You wouldn’t accept a job until you’ve had a job interview to find out exactly what the terms and conditions of your employment are. If you didn’t agree with them then you wouldn’t take the job.

Jesus is a great leader. He very clearly lays out the conditions that must be met by anyone who wants to follow Him. I suppose this sermon will not be very uplifting but I hope it will be challenging. Something we need to hear from time to time. I will be using the NKJ for most of the verses I quote tonight but a few will be paraphrased.

I. Turn your Bibles with me to Luke 14 and while you’re doing that let me set the scene. Great multitudes of people had been following Jesus and many people were excited about Him. Some of them thought that as the Messiah He would drive out the Roman oppressors. Others in the crowd were fascinated with His strange teachings and His mighty works and many others were just curious.
A. To this motley crowd of people Jesus says in verse 26-27, Luke 14:26-27 – “26. "If anyone comes to Me and does not hate his father and mother, wife and children, brothers and sisters, yes, and his own life also, he cannot be My disciple. 27. "And whoever does not bear his cross and come after Me cannot be My disciple.”
1. Jesus tells the crowd that if you want to follow Me, then here is condition number one: “Hate your father, mother, wife and kids and even your own life.”

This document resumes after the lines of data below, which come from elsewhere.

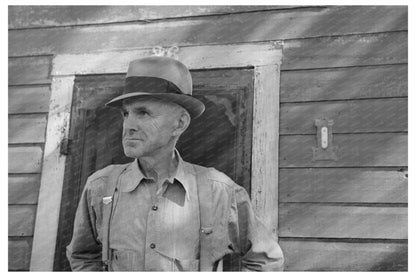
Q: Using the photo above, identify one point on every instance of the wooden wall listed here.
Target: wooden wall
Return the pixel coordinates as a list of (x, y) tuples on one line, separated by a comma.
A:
[(345, 63), (29, 91)]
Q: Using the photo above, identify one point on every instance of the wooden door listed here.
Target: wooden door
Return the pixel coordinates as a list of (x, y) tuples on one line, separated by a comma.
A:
[(220, 138)]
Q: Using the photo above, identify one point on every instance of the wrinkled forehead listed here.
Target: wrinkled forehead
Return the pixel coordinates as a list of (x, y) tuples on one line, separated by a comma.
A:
[(148, 102)]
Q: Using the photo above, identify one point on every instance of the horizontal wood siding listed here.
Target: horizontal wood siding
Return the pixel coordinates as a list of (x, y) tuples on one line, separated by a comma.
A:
[(52, 16), (354, 150), (24, 100), (346, 63), (29, 93), (344, 83), (334, 221), (19, 253), (29, 70), (349, 214), (344, 256), (360, 116), (344, 185), (258, 26)]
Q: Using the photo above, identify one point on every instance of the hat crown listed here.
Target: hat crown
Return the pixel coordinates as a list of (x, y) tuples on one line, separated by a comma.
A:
[(164, 68)]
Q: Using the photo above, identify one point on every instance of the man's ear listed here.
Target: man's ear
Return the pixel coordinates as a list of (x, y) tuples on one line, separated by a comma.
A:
[(183, 122)]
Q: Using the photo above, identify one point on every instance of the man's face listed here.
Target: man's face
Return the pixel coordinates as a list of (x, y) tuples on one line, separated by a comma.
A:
[(148, 127)]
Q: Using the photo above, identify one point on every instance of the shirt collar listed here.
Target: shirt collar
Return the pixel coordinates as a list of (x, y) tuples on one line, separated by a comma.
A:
[(133, 175)]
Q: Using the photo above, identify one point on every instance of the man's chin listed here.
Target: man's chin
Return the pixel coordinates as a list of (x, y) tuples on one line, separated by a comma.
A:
[(132, 152)]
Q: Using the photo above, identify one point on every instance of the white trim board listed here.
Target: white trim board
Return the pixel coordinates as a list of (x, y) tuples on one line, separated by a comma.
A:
[(265, 58)]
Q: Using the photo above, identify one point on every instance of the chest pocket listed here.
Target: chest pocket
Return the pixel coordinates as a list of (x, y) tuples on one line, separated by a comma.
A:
[(124, 260)]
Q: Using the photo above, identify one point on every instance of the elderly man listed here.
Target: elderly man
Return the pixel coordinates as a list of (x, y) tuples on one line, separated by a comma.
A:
[(160, 213)]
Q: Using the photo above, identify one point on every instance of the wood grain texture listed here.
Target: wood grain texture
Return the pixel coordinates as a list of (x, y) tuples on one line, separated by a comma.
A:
[(339, 256), (331, 221), (53, 169), (29, 99), (250, 27), (354, 150), (265, 163), (19, 253), (376, 49), (344, 83), (49, 16), (343, 185), (27, 128), (381, 115), (29, 70), (26, 159), (21, 220), (194, 57), (24, 189)]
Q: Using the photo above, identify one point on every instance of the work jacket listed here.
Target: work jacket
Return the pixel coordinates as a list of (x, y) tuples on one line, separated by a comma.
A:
[(228, 224)]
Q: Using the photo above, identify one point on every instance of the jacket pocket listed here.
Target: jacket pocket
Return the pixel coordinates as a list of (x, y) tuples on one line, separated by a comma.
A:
[(187, 265), (123, 260)]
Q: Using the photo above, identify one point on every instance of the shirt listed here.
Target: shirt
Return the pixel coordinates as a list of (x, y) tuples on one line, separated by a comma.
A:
[(235, 227), (155, 232)]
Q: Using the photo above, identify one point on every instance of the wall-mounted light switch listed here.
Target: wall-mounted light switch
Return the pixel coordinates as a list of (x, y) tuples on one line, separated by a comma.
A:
[(325, 149)]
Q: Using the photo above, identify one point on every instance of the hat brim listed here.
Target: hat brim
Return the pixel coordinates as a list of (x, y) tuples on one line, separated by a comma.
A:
[(191, 104)]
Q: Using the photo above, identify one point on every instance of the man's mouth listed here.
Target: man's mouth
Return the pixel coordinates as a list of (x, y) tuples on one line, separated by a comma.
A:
[(132, 139)]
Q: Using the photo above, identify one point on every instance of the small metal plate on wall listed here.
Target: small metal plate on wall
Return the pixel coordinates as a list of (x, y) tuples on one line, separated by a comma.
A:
[(325, 150)]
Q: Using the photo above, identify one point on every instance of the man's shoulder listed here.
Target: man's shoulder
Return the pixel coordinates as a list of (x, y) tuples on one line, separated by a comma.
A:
[(220, 179)]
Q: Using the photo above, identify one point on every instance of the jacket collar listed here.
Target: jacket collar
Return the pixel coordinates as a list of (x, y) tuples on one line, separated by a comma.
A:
[(133, 176)]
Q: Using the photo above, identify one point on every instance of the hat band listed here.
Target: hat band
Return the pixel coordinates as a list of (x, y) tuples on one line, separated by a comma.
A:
[(151, 85)]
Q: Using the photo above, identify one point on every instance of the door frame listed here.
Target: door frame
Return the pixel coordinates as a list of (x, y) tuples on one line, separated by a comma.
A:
[(264, 57)]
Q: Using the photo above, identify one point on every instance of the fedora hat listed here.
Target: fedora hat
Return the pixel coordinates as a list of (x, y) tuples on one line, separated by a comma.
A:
[(163, 78)]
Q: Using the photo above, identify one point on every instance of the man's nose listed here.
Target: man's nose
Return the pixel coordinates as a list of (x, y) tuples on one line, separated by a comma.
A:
[(130, 123)]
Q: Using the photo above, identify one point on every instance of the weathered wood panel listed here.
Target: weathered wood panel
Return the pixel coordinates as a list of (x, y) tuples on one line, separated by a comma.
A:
[(256, 26), (27, 128), (339, 256), (354, 150), (344, 83), (29, 99), (21, 220), (331, 221), (24, 189), (381, 115), (29, 70), (385, 48), (343, 185), (25, 159), (47, 16), (19, 253)]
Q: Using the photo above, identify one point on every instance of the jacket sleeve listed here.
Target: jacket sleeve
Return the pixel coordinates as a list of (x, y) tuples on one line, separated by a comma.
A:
[(259, 250), (84, 251)]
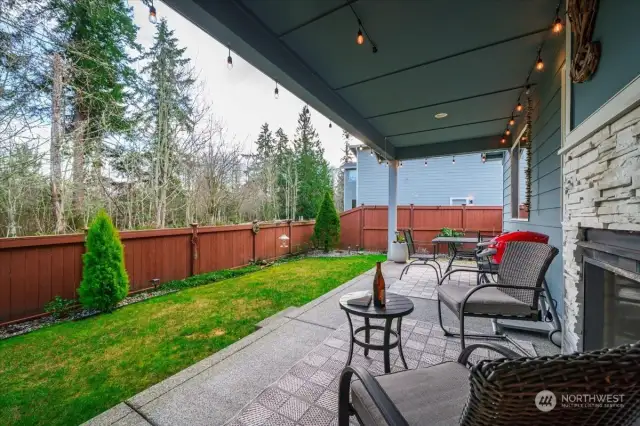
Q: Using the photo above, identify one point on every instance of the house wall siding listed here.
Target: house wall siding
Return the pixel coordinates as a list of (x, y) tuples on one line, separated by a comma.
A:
[(546, 179), (433, 185), (350, 189), (618, 32)]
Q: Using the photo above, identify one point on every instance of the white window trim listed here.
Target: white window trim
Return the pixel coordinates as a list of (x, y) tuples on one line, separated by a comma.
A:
[(466, 199), (515, 176)]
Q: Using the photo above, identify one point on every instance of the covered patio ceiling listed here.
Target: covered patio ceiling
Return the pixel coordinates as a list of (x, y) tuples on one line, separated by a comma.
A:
[(468, 58)]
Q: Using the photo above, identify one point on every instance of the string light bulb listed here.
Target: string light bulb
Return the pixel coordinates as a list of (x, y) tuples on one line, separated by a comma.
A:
[(229, 59), (153, 17), (558, 25), (360, 37)]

2. Before we get into the parable we need to look at what Jesus means when He tells the crowd to hate their families and their lives. We need to understand just what Jesus is looking for from His followers. Did Jesus literally mean that we should hate our families and our own lives? If we believe that He meant these words to be taken literally then we have some problems with other scriptures. We know that Jesus doesn’t contradict Himself.

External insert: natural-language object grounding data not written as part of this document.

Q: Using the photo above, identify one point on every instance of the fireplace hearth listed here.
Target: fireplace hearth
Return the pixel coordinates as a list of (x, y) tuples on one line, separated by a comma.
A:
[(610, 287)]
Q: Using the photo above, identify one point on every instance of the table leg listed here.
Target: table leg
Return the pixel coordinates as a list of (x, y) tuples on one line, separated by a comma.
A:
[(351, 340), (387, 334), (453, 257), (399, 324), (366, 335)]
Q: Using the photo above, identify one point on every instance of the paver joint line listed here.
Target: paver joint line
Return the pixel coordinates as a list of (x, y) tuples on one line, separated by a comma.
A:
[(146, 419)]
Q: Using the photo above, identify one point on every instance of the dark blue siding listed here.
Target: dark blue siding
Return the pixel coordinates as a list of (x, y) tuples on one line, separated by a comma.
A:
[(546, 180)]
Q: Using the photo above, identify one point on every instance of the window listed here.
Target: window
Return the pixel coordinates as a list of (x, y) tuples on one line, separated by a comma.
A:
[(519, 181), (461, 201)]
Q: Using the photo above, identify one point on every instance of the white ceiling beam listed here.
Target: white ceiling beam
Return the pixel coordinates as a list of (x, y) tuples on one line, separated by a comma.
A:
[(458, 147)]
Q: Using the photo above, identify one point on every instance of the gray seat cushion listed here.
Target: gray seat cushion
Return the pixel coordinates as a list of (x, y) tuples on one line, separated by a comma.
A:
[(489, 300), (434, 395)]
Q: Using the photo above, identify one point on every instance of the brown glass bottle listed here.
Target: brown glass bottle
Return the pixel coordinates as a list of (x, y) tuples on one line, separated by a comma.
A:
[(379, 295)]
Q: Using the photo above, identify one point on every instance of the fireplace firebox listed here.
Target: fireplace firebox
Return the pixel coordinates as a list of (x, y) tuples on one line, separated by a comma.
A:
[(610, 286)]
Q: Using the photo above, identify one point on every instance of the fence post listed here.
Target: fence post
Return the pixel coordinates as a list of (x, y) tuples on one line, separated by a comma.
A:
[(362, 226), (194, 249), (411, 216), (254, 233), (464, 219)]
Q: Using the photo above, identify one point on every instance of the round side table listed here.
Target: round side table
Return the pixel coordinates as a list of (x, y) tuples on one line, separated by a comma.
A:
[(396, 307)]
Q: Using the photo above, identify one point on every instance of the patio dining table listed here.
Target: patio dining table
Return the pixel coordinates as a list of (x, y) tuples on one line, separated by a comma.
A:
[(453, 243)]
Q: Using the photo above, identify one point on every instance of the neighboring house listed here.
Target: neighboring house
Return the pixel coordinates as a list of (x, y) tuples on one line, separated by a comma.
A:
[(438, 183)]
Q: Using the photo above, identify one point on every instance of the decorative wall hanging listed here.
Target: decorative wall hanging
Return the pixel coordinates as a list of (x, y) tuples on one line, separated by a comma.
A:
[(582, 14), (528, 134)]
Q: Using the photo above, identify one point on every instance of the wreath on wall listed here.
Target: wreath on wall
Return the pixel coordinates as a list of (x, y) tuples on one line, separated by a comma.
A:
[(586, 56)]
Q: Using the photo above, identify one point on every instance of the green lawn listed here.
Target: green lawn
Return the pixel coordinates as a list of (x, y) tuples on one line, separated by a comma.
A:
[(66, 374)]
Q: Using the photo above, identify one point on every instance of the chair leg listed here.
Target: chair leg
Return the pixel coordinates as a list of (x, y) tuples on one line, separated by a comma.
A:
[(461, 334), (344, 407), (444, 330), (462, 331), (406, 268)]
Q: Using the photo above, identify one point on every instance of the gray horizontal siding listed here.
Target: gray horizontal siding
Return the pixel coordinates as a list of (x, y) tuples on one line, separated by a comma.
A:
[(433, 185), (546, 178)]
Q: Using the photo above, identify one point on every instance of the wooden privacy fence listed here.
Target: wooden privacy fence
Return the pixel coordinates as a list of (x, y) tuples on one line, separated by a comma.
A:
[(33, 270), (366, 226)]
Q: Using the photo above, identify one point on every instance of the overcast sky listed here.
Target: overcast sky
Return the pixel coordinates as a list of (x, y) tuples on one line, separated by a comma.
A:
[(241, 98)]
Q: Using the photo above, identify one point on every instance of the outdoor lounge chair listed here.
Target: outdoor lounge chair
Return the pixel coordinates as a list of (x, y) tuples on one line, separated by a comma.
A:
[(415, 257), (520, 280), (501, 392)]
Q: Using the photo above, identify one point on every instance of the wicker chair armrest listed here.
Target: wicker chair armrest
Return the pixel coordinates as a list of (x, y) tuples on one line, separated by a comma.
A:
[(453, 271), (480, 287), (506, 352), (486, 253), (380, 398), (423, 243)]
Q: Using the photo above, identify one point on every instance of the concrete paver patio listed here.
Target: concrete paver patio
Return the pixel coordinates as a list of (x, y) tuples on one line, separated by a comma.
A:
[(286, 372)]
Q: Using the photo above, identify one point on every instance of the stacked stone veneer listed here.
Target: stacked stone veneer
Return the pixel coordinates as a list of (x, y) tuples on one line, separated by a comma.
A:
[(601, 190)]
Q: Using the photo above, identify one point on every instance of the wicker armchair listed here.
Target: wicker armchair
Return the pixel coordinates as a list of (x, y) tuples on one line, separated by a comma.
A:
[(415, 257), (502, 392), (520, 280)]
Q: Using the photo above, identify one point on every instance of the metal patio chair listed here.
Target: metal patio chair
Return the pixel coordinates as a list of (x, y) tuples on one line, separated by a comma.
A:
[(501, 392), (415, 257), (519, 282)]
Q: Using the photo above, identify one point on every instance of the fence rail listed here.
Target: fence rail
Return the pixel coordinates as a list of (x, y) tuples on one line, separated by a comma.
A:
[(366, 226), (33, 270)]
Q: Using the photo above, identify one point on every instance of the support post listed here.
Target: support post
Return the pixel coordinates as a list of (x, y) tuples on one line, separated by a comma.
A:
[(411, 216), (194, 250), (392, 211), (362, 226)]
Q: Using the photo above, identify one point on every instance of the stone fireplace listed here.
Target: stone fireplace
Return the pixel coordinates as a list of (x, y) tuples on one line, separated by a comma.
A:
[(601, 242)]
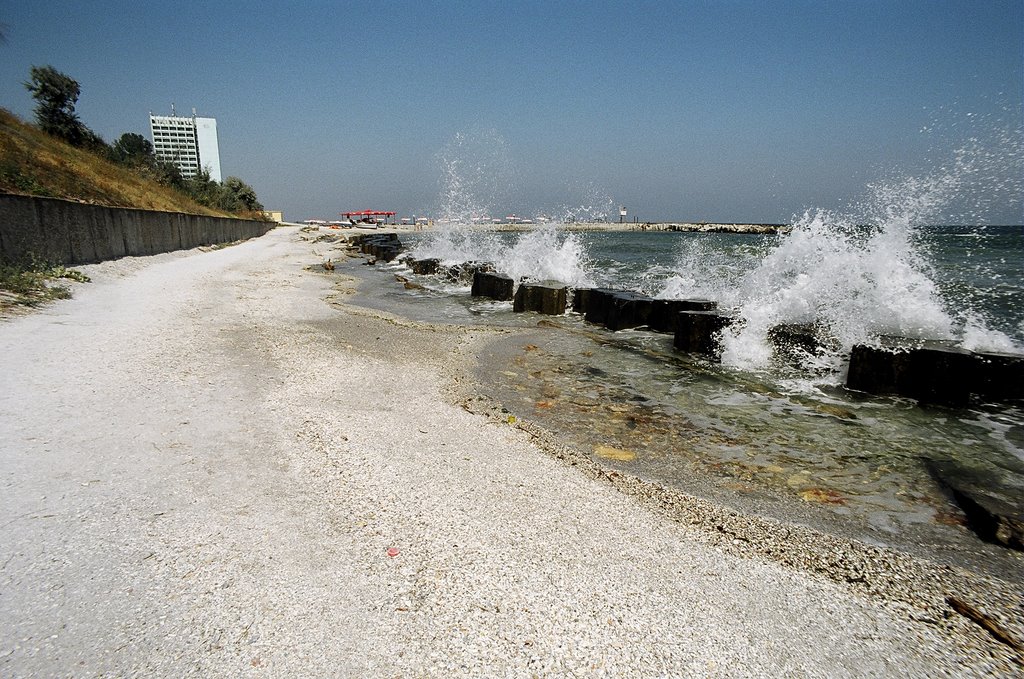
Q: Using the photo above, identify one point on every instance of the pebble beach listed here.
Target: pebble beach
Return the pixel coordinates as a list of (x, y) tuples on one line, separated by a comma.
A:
[(215, 465)]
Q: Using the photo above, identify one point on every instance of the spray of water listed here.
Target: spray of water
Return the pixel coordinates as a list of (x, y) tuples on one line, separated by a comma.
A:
[(476, 176), (858, 274)]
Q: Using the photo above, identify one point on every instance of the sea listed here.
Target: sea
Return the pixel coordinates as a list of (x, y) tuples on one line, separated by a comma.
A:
[(766, 432), (777, 435)]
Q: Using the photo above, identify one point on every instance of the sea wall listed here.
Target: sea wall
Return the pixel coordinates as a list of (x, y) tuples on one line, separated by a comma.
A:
[(61, 231)]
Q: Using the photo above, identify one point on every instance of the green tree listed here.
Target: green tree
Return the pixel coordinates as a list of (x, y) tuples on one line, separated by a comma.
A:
[(55, 96), (133, 150), (242, 196)]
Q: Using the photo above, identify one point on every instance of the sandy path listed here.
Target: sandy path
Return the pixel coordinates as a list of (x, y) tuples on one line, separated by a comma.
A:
[(203, 466)]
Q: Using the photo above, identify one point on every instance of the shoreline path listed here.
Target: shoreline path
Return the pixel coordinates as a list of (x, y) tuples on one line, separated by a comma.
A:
[(204, 466)]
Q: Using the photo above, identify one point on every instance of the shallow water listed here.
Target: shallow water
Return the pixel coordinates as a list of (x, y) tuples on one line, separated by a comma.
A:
[(780, 438)]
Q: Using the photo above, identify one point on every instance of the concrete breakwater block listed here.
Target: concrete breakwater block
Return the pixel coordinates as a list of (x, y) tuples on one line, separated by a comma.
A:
[(931, 371), (998, 376), (384, 247), (665, 312), (466, 271), (993, 506), (545, 297), (582, 298), (700, 332), (424, 266), (615, 309), (495, 286)]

3. That problem usually lies in our understanding of what we are reading. Jesus didn’t seek to crush the tender relationships of human friendships and love.
i. He taught His followers in Matthew 5:43-48 to “Love even their enemies.”

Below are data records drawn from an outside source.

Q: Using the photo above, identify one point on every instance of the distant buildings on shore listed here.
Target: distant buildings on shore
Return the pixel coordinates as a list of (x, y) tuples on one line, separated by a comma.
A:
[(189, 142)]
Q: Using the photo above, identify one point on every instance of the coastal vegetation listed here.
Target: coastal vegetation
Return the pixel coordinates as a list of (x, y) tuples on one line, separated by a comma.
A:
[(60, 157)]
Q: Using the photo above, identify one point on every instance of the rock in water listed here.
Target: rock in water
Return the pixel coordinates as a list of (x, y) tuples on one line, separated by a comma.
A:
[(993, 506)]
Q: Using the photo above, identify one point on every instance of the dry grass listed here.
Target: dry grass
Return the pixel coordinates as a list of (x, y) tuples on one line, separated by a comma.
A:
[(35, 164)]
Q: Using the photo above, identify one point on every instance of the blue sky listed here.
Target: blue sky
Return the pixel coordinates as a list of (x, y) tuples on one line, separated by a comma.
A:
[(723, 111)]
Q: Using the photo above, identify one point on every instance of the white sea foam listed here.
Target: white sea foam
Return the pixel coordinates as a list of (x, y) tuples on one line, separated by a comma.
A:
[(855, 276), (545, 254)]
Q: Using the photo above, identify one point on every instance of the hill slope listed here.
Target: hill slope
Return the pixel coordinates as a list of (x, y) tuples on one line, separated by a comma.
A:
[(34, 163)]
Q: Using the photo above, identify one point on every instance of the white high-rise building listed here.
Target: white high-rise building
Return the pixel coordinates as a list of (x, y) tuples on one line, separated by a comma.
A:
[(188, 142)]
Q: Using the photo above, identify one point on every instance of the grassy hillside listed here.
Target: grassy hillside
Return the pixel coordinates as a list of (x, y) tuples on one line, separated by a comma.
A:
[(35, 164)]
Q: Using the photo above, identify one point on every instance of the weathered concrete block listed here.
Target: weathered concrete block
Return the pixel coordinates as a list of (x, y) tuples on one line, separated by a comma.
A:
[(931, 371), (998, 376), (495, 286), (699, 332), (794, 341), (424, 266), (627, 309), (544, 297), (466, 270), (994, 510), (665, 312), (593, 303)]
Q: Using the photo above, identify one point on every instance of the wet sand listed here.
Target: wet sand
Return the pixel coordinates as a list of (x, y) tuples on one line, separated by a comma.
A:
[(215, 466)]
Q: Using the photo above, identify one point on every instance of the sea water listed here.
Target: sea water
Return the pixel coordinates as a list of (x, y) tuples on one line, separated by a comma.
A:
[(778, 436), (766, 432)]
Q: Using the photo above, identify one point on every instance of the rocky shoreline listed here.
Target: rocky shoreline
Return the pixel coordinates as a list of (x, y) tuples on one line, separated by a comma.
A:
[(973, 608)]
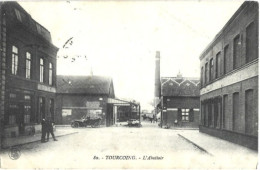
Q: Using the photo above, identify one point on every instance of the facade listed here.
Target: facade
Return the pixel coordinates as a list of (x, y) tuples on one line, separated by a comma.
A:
[(79, 96), (180, 101), (28, 69), (229, 80)]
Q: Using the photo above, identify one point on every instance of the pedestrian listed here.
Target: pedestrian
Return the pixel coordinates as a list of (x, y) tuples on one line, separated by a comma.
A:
[(50, 124), (44, 130)]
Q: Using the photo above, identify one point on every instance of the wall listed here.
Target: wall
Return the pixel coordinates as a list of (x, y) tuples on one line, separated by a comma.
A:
[(237, 26), (170, 112), (77, 104), (239, 87)]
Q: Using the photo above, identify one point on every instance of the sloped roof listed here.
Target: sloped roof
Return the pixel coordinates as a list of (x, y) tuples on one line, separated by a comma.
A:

ii. In Mark 7:9-13 He taught His followers to “Honor their parents”.
iii. On the cross He committed the care of His mother to a trusted friend in John 19:26-27.
iv. In Matthew 5:21-26 He spoke against anger and hatred of one’s brother and said that it was a kind of murder.
v. He gathered little children in His arms and blessed them in Mark 10:13-16.
4. His whole life and His teachings made it quite clear that people were to be loved. Jesus isn’t contradicting Himself. The problem is how we understand what He means by the word we translate as “Hate”.
5. The Biblical use of this word becomes clearer when it is recalled that Jacob loved Rachel more than Leah (Genesis 29:30), and that the next verse says that "The Lord saw that Leah was hated."
6. The concept we translate as “hate” here is void of the sentiments usually associated with that word today and means to “love less”.
7. It doesn’t mean that we are to love our relatives with a diminished love, because this would be opposed to the heart and soul of Christianity.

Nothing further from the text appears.